Der Verein „Das Rote Tuch e.V.“ im Haus der Wannseekonferenz
Nach fast zwei Jahren konnte der Verein „Das Rote Tuch e.V.“ Ende Oktober erstmalig seit dem Beginn der Corona-Pandemie wieder zu einem Gedenkstättenbesuch einladen. Bereits im Januar 2020 hatte das Haus der Wannseekonferenz seine neugestaltete Dauerausstellung eröffnet, die aber schon wenige Wochen später im ersten „Corona-Lockdown“ wieder schließen musste, so dass auch unser für den April 2020 geplanter Besuch nicht möglich war.
Jetzt, anderthalb Jahre später, konnte der Besuch endlich nachgeholt werden. Da jedoch die Pandemie leider noch nicht vorbei ist, durfte im Haus keine Führung stattfinden, sondern wir erhielten einen Einführungsvortrag im Freien und gingen anschließend einzeln – und natürlich mit FFP2-Maske – durch die Ausstellung. Glücklicherweise fand der Besuch an einem sonnigen Herbsttag statt, und der fundierte Vortrag des Referenten Niels Pohl zog die Zuhörerinnen und Zuhörer schnell in seinen Bann, so dass die Stunde im Freien vor dem Gebäude nicht lang wurde.

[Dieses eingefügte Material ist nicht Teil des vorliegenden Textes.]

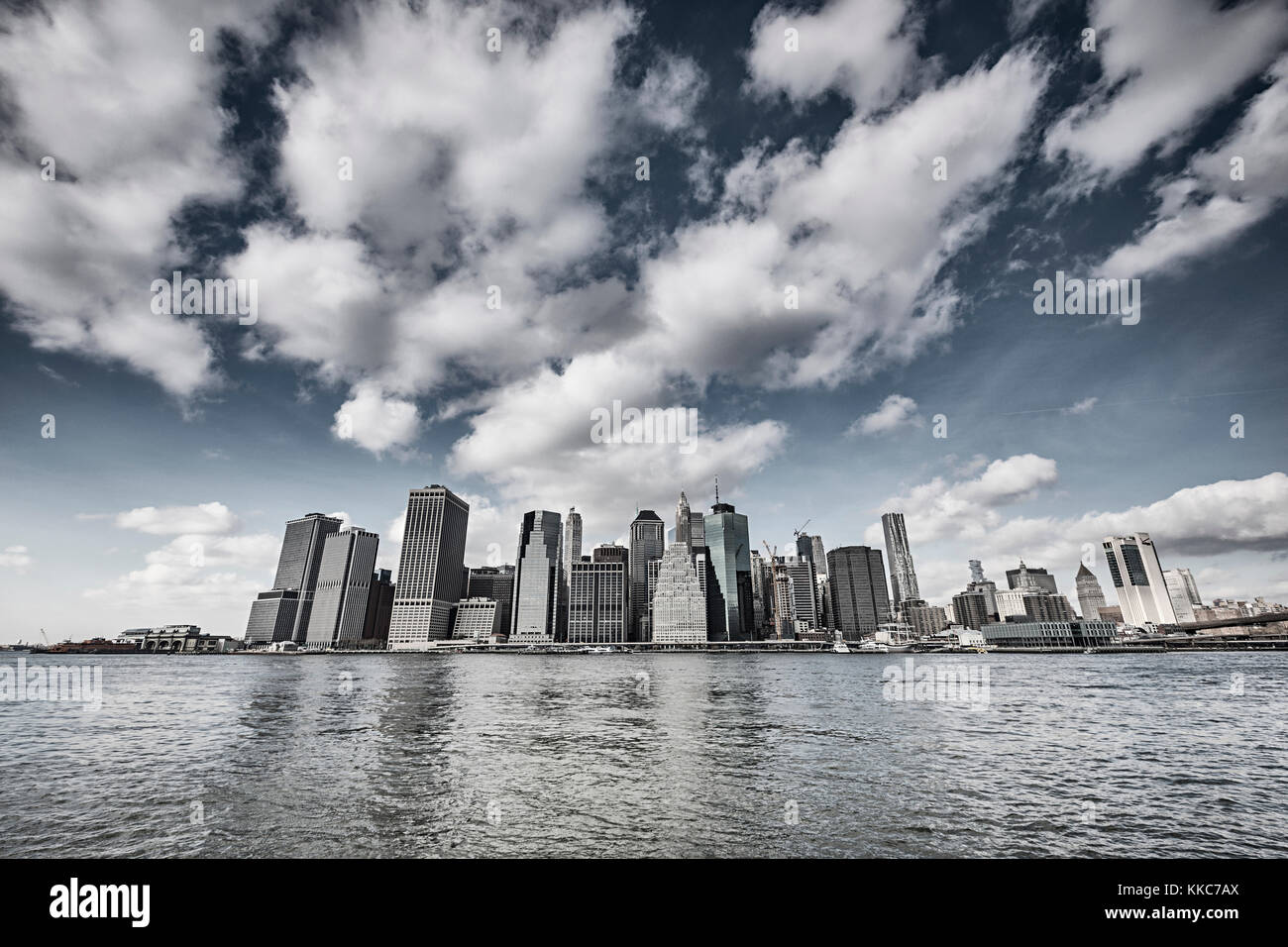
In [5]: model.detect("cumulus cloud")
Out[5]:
[1044,0,1288,186]
[845,394,923,437]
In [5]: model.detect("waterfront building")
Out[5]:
[881,513,921,609]
[245,513,343,644]
[1074,563,1105,621]
[568,545,630,644]
[652,543,707,644]
[452,598,505,644]
[389,483,471,651]
[304,527,380,648]
[704,491,754,642]
[628,510,664,642]
[510,510,567,644]
[1102,532,1176,627]
[827,546,892,642]
[980,620,1116,648]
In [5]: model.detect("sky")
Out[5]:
[0,0,1288,642]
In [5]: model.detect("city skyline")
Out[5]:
[0,0,1288,642]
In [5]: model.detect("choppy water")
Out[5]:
[0,653,1288,857]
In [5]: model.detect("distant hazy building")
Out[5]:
[568,546,630,644]
[452,598,505,643]
[245,513,342,644]
[1102,532,1176,626]
[630,510,670,642]
[881,513,921,609]
[705,492,755,642]
[1074,563,1107,621]
[827,546,890,642]
[305,527,380,648]
[510,510,567,643]
[389,483,471,651]
[652,543,707,644]
[1006,559,1060,595]
[1163,569,1203,608]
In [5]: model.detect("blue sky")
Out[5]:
[0,0,1288,640]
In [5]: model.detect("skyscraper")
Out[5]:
[705,493,755,642]
[389,483,471,651]
[1102,532,1176,626]
[510,510,567,643]
[1073,563,1105,621]
[881,513,921,608]
[630,510,666,642]
[568,545,630,644]
[305,527,380,648]
[246,513,342,644]
[827,546,890,642]
[652,543,707,644]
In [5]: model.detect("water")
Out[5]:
[0,653,1288,858]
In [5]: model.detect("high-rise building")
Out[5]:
[652,543,707,644]
[246,513,342,646]
[362,570,394,648]
[1006,559,1060,595]
[1163,569,1203,608]
[1102,532,1176,626]
[568,545,630,644]
[510,510,567,643]
[705,493,754,642]
[1073,563,1105,621]
[881,513,921,609]
[827,546,892,642]
[389,483,471,651]
[563,506,581,583]
[304,527,380,648]
[783,556,821,629]
[630,510,666,642]
[461,566,514,635]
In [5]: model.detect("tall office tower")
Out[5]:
[966,559,997,618]
[1163,570,1203,608]
[1163,570,1194,622]
[630,510,666,642]
[675,489,693,550]
[246,513,342,644]
[510,510,563,643]
[563,506,581,583]
[953,591,992,631]
[1102,532,1176,626]
[881,513,921,608]
[690,510,707,546]
[362,570,394,648]
[827,546,890,642]
[461,566,514,635]
[568,546,630,644]
[751,549,774,640]
[304,527,380,648]
[705,493,752,642]
[1006,559,1060,595]
[1073,563,1105,621]
[389,483,471,651]
[652,543,707,644]
[810,533,827,579]
[783,556,819,629]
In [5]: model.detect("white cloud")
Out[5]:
[115,502,240,536]
[1044,0,1288,179]
[846,394,923,436]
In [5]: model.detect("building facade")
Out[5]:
[389,483,471,651]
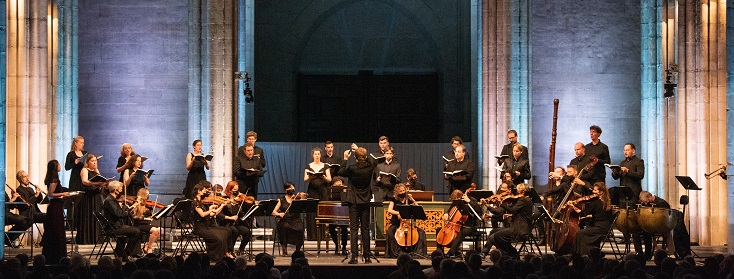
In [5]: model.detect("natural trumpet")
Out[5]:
[704,165,727,180]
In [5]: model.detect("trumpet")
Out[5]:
[703,165,727,180]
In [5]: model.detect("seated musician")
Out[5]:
[567,182,613,255]
[385,183,426,258]
[192,183,233,261]
[132,188,162,254]
[632,191,670,260]
[102,181,143,261]
[15,170,46,223]
[482,183,533,258]
[329,176,349,256]
[436,189,481,258]
[220,181,257,255]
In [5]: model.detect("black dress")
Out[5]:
[192,200,230,262]
[64,150,87,191]
[41,179,66,264]
[183,153,206,199]
[277,197,303,250]
[74,171,102,244]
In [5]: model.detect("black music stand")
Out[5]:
[395,205,428,259]
[288,199,320,257]
[250,199,278,260]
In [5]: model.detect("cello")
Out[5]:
[436,183,477,246]
[551,156,599,254]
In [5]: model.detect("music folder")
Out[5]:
[675,175,701,191]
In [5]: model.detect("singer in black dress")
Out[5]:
[74,153,106,244]
[41,160,70,264]
[182,140,209,199]
[272,182,303,256]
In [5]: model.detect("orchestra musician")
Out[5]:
[497,130,530,165]
[132,188,163,254]
[123,154,150,196]
[567,182,614,255]
[74,153,107,244]
[503,143,532,188]
[41,160,71,263]
[223,181,257,255]
[193,183,234,261]
[385,183,427,258]
[372,146,401,202]
[272,182,303,256]
[482,183,533,258]
[436,189,482,258]
[339,147,374,264]
[568,142,604,185]
[303,147,331,241]
[632,191,670,260]
[329,176,349,256]
[15,170,46,224]
[182,139,209,199]
[579,125,616,184]
[233,143,265,200]
[116,142,135,183]
[405,168,426,191]
[444,144,476,193]
[612,143,645,204]
[102,181,143,261]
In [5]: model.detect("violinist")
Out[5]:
[436,189,481,258]
[223,181,255,255]
[385,183,426,258]
[567,182,613,255]
[482,183,533,258]
[632,191,670,260]
[15,170,46,223]
[193,180,233,261]
[272,182,303,256]
[132,188,163,254]
[102,181,143,261]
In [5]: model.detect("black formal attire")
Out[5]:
[372,160,401,202]
[64,150,87,191]
[74,171,102,244]
[277,197,303,251]
[503,156,532,185]
[499,143,530,164]
[586,141,612,185]
[612,156,645,204]
[41,178,66,264]
[436,198,482,256]
[568,154,604,185]
[339,161,374,259]
[115,156,127,183]
[385,197,427,258]
[15,185,46,223]
[446,157,476,193]
[233,155,265,200]
[482,197,533,258]
[192,199,232,261]
[571,199,614,255]
[632,197,670,259]
[220,203,252,251]
[101,195,143,257]
[182,153,206,199]
[5,192,33,244]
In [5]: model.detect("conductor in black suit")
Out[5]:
[504,143,531,188]
[339,147,375,264]
[612,143,645,204]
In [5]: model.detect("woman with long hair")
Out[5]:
[41,160,71,264]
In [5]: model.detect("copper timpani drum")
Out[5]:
[614,208,641,234]
[637,207,678,234]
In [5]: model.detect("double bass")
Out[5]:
[550,156,599,254]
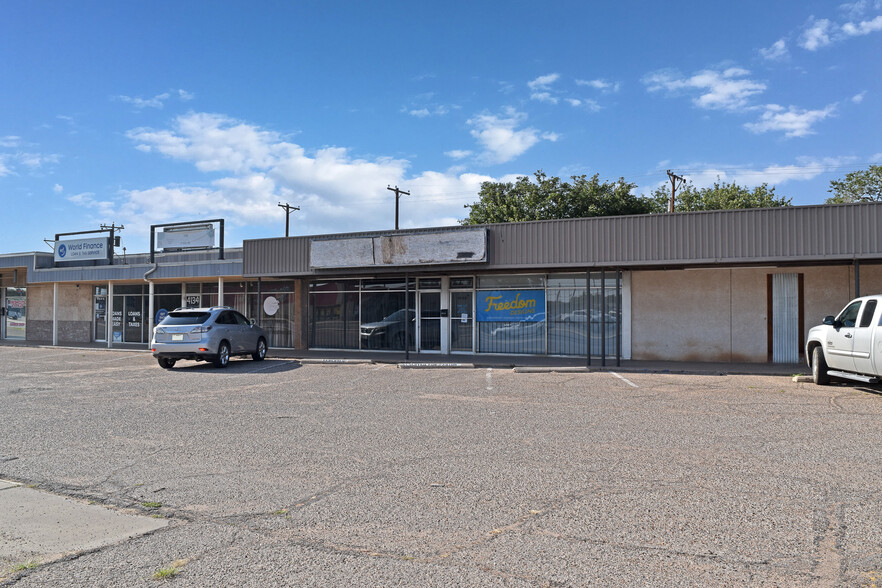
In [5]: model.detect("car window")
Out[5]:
[861,300,876,327]
[838,300,863,327]
[159,311,211,326]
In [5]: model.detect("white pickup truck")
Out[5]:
[805,295,882,384]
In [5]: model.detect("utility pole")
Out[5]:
[386,186,410,231]
[668,170,686,212]
[279,202,300,237]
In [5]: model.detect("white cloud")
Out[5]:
[567,98,603,112]
[67,192,115,218]
[466,108,559,164]
[643,67,766,110]
[799,18,833,51]
[530,92,557,104]
[527,74,560,104]
[576,80,620,92]
[401,104,450,118]
[527,74,560,91]
[660,157,856,188]
[127,113,281,172]
[115,89,196,110]
[744,104,836,137]
[759,39,790,61]
[842,16,882,37]
[114,113,498,234]
[116,92,171,110]
[444,149,472,159]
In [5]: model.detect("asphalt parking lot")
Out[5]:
[0,347,882,587]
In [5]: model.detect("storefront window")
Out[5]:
[475,284,546,354]
[245,281,296,347]
[309,282,359,349]
[361,290,416,351]
[478,275,545,290]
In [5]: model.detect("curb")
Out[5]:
[296,357,374,365]
[398,362,475,370]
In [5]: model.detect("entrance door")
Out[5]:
[419,292,441,352]
[770,274,802,363]
[93,296,107,341]
[450,292,475,352]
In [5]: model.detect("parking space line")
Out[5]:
[610,372,640,388]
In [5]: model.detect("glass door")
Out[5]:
[419,292,441,352]
[450,292,475,352]
[92,296,107,341]
[3,288,28,339]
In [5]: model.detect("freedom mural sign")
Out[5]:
[476,290,545,323]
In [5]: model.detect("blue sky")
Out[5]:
[0,0,882,253]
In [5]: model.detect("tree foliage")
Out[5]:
[827,165,882,204]
[652,179,791,212]
[461,170,657,225]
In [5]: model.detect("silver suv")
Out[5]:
[150,306,267,369]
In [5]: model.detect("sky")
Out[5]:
[0,0,882,253]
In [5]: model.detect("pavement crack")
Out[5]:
[812,502,845,588]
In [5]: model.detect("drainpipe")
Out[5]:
[144,263,159,345]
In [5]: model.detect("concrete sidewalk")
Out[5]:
[0,480,168,581]
[0,341,810,376]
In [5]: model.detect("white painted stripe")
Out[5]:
[610,372,640,388]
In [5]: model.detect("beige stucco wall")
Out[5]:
[27,284,92,343]
[631,265,882,362]
[28,284,92,321]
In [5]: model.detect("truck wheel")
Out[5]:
[812,346,830,386]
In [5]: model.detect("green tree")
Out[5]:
[827,165,882,204]
[651,179,791,212]
[460,170,657,225]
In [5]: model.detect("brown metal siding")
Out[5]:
[243,203,882,277]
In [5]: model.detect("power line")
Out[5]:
[386,186,410,231]
[279,202,300,237]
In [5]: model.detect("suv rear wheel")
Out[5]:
[212,341,230,367]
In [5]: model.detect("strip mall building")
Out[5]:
[0,204,882,363]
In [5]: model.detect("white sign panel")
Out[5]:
[55,237,108,262]
[156,225,214,249]
[309,229,487,268]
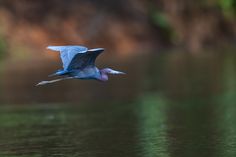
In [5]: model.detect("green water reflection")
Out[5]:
[0,53,236,157]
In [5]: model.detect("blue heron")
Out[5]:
[37,46,125,85]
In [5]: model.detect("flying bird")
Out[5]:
[37,46,125,86]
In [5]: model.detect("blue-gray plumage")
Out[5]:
[37,46,125,85]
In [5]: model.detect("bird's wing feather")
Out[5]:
[68,48,104,70]
[47,46,88,70]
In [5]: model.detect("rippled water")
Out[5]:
[0,95,236,157]
[0,53,236,157]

Entsprechend der Gliederung der Ausstellung erläuterte der Referent zunächst die Vorgeschichte jener „Konferenz“ vom 20. Januar 1942, auf der 15 hochrangige NS-Funktionäre und Ministerialbeamte den organisierten Mord an den europäischen Juden ressortübergreifend planten. Anhand der auf Schautafeln dargestellten Biografien und Funktionen der von Reinhard Heydrich sorgfältig ausgewählten Teilnehmer – es waren (bis auf die Stenotypistin) ausschließlich Männer, die an der Konferenz teilnahmen – verdeutlichte Niels Pohl, wie technokratisch und ohne jeden erkennbaren Skrupel vorgegangen wurde. Für die Beteiligten standen offenkundig persönliche Karriereerwägungen im Vordergrund – bis hin zu Heydrich selbst, der den Ehrgeiz hatte, sich als oberster Organisator der „Endlösung“ zu profilieren und sich von Hermann Göring eigens hierzu ermächtigen ließ.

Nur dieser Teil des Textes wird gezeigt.